Making Sunday Special
This past week the idea of Sabbath was brought up in one of my Bible studies. It’s not the first time that I have considered the idea of Sabbath. Throughout most of my life I have spent significant time considering how to appropriately honor the Sabbath. When I was in high school my parents started something they titled “Making Sunday Special", a Saturday evening dinnertime celebration that centered around looking forward to Sunday. There were often miniature liturgies, silly scripts, tiny trinkets and poppers to explode in the closing of the gathering. What is of note in this celebration and ceremony that they created was that they didn’t wait until the Sabbath to actually start to focus on the Sabbath. They started the day before to prepare our hearts and minds.
As I’m engaging with truly looking at the commandments that God delivered to Moses and the Israelites I was struck with the question: What does keeping the Sabbath holy truly look like in a modern era? Truthfully, I think this is the commandment that I make excuses to get around the most. In a fast paced world where it seems every minute is meant to move you forward—and if you are standing still you might as well be moving backward—it feels uncomfortable to consider what God is really asking of me on the Sabbath.
I don’t have the answers yet, and there are many opinions on what honoring the Sabbath should look like. But this weekend I decided to take a step towards intentionally holding the Sabbath to a slower pace in my otherwise overly productive life. So yesterday I did all the laundry. My thought process was, if I do all the laundry then tomorrow it will be one less thing that I feel I’m getting behind on if I slow down. But as I continued to do load after load of the family’s washing, I noticed a rhythm of preparation that I hadn’t anticipated. Wash, dry, fold, put away. With each step that was carried out I was made aware of a preparation for the Sabbath.

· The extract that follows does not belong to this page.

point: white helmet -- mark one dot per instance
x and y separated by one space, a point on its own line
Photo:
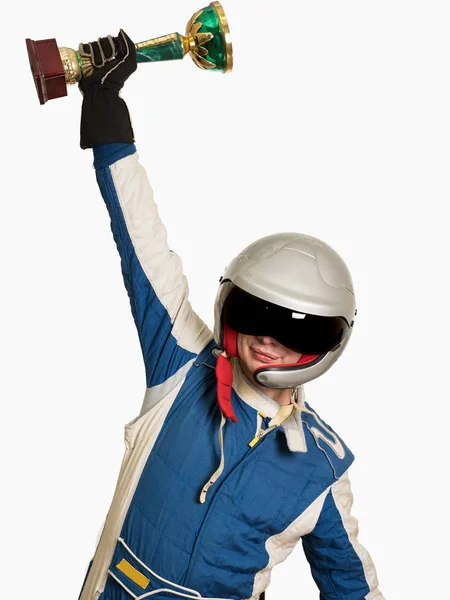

Perhaps, the seed my parents planted all those years ago of starting on Saturday to prepare to celebrate Sunday was reviving itself within my soul. Could God be asking me to not just slow down on Sunday (leaving me stressed and feeling behind) but instead to prepare my heart and mind before the Sabbath? That in preparing I am able to rest without the distraction of work piling up and be more completely in the presence of the one I so often say, just give me a few more minutes to get this done before I pay attention to you.